Documentation of limitation of medical therapy at the time of a rapid response team call
K. Sundararajan A B C , A. Flabouris A B , Alexander Keeshan A and Tracey Cramey AA Intensive Care Unit, Critical Care Services, Royal Adelaide Hospital, Adelaide, SA 5000, Australia. Email: arthas.flabouris@health.sa.gov.au; tracey.cramey@health.sa.gov.au
B Discipline of Acute Care Medicine, School of Medicine, University of Adelaide, Adelaide, SA 5000, Australia.
C Corresponding author. Email: krishnaswamy.sundararajan@health.sa.gov.au
Australian Health Review 38(2) 218-222 https://doi.org/10.1071/AH13138
Submitted: 15 January 2013 Accepted: 12 December 2013 Published: 4 March 2014
Abstract
Objectives The aims of the present study were to: (1) describe the documentation process of limitation of medical therapy (LMT) orders at the time of a rapid response team (RRT) call; and (2) compare documented LMT orders not associated with an RRT call (control, Group 1) with LMT orders documented at the time of an RRT call (Group 2).
Methods A descriptive study, over a 6-month period (February–August 2011), involving the review of the medical records of patients prospectively identified as either Group 1 or Group 2.
Results There were 994 RRT calls; of these, 50 patients (5%) had an LMT order documented by the RRT. A cardiac arrest was the trigger for the RRT for six patients (12%).

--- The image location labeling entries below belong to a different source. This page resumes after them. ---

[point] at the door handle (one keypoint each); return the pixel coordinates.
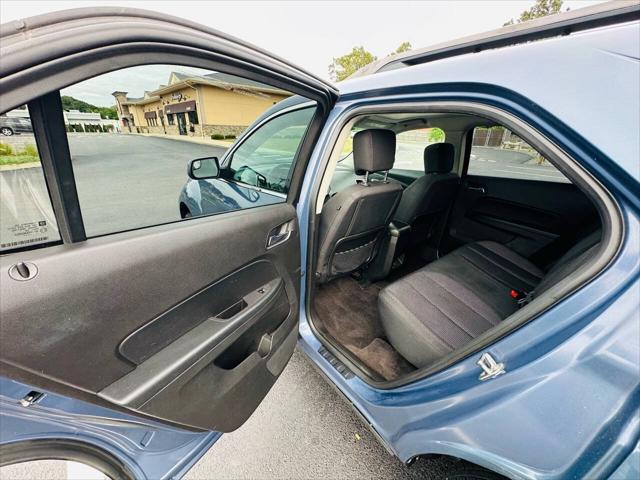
(280, 234)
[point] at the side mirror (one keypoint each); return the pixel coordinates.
(203, 168)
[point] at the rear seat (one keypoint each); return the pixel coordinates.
(444, 305)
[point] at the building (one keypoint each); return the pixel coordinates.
(74, 117)
(215, 104)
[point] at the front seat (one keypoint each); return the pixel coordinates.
(354, 219)
(425, 202)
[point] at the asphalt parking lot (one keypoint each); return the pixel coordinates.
(130, 181)
(123, 182)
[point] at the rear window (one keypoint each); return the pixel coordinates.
(498, 152)
(410, 147)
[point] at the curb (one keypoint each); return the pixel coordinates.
(185, 138)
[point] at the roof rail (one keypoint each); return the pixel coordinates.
(551, 26)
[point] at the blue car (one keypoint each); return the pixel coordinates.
(452, 237)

Patients in Group 1 (n = 50) and Group 2 were of similar median age (80.5 vs 78.5 years; P = 0.30), LMTs were recorded at a similar time of day (15 : 30 vs 15 : 55 hours; P = 0.52) and day of the week (weekend: 32% vs 35%; P = 0.72). Comparing group 2 with Group 1, the RRT was less likely to document a not-for-resuscitation (NFR; 31 (62%) vs 49 (98%); P < 0.01) or a not-for-ICU (NFICU; 18 (36%) vs 41 (82%); P < 0.01) order, but more likely to document a not-for-RRT call (NFRRT; 31 (62%) vs 22 (44%); P = 0.04) and modified RRT calling criteria (MRRT; 4 (8%) vs 0 (0%); P = 0.04) orders. For Group 2 compared with Group 1 orders, involvement of the patient in the decision making process (9 (18%) vs 25 (50%); P < 0.01) or the next of kin (29 (58%) vs 45 (90%); P < 0.01) was documented less often.
Conclusions Documentation of LMT orders at the time of an RRT call is less likely to include documented involvement of patients or their next of kin, and is more likely to be an NFRRT or MRRT order. These findings have implications for overall clinical governance.
What is known about the topic? RRT are not infrequently involved in documenting LMT orders.
What does this paper add? This is the first study in Australasia to look into the timing and circumstances surrounding the issuing of a NFR order during an RRT call. The study findings clarify the type of LMT orders documented by RRT and to what extent patients, their carers and senior medical staff are involved.
What are the implications for practitioners? Our findings indicate that, in the setting of a rapid response system, there is a need to consider beyond the narrow interpretation of the NFR order, when a NFRRT may also be appropriate. This will require standardisation of such nomenclature, and training and education of those involved in documenting and interpreting such orders. Equally, it will require a different approach to the discussion with patients and their carers as to what the implications of an NFRRT order are. The findings also have significant implications as to the senior medical oversight of LMT, in particular for RRT, for whom it is their first encounter with such patients. Finally, the findings suggest that consideration be given to better delineating the documentation of the role of nursing staff when setting LMT orders.
Additional keyword: not for resuscitation.